The following day we ventured down to Mosi-oa-Tunya – “the Smoke that Thunders” aka Victoria Falls. Located on the Zambezi River that separates Zambia from Zimbabwe the 1.6km long and 61m – 120m high waterfall is one of the biggest in the world. The falls were first discovered by legendary explorer and missionary Livingston in 1855. The falls gush out an amazing 55 million liters of water per second and the force and power of the falls as you stand in front of them is immense. We were there at the end of the rainy season so the falls were at their most powerful and as we walked by the falls the downpour from the mist was breathtaking. We were sodden within the first few minutes and crossing the narrow bridge to see more of the falls on the Zambian side became treacherous. After half an hour we were soaked through but the experience of being so close to this thundering giant was awe inspiring. No better way to dry out than to walk to the Botoka Gorge and to watch Sarah jump 111m off the bridge on a bungee cord. With an ear piercing scream she completed the same bungee I had done around a month ago! Even watching Sarah do the jump my made my heart race and pump the same way it had done when I had done it. Adrenaline still pumping we enjoyed a few beers that night in celebration of her feat of nerves of steel.

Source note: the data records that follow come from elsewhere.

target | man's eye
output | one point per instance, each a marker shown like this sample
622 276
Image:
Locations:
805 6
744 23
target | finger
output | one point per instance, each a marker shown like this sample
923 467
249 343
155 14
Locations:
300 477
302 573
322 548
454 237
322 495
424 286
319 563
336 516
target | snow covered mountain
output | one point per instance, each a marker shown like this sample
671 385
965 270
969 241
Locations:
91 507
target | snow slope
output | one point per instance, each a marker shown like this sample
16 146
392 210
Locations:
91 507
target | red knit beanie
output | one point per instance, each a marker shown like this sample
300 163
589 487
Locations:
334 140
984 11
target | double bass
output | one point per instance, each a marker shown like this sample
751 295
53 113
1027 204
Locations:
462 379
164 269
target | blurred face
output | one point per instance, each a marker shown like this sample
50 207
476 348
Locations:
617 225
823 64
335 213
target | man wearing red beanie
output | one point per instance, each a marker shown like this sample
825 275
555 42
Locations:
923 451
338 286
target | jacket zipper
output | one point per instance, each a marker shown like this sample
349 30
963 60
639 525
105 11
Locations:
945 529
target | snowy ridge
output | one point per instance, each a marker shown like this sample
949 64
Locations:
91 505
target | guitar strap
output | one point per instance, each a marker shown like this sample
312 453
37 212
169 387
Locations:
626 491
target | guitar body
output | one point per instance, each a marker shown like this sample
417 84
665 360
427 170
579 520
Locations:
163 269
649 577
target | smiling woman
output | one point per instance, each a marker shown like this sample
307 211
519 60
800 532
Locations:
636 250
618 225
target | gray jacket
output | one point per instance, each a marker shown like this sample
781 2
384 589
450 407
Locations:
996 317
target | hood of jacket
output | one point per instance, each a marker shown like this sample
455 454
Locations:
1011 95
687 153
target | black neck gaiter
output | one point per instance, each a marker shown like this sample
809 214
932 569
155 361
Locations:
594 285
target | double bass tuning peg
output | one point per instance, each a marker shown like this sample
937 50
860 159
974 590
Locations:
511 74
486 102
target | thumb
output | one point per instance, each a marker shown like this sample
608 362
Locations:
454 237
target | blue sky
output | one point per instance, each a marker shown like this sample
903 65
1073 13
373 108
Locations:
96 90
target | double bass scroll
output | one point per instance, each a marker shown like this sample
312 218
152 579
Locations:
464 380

Livingstone is a pleasant town if not a little shabby but around you it is easy to see that the people here enjoy a much better standard of living than in neighbouring countries. One thing that makes this apparent is the better roads, shops, cafes and restaurants as well as the number of women wearing fashionable wigs (of all things!!). You still have the dry air and dust to remind you that you are still in Africa though! However, with all Africa one thing remains constant – women breastfeed their children everywhere and at any time. Children strapped to the backs of their Mum’s are quickly whisked to the front to enjoy a spot of refreshment. One thing about African kids (and there are millions of them everywhere) is that they are well behaved, all grow up very fast and whenever you travel your eardrums aren’t pounded to death by these hordes of screaming children. In fact during our travels we only once came ac ross an unruley little child!

We enjoyed or last remaining days in Livingstone reading, eating, relaxing and getting things in order before we headed back to Jo-burg to pick up the 4×4. We had one last overnight and most of the following day bus through Zimbabwe back to Jo-burg which was pleasant only due to the lack of people on board where we were able to spread out and enjoy a good night’s sleep as we ventured through the dark countryside. We spent one more week in Jo-burg waiting for our 4×4 to be ready whilst stocking up on supplies for our long journey ahead where we would be in our 4×4 for 2 months and take us through Botswana, Namibia and back into South Africa for the World Cup.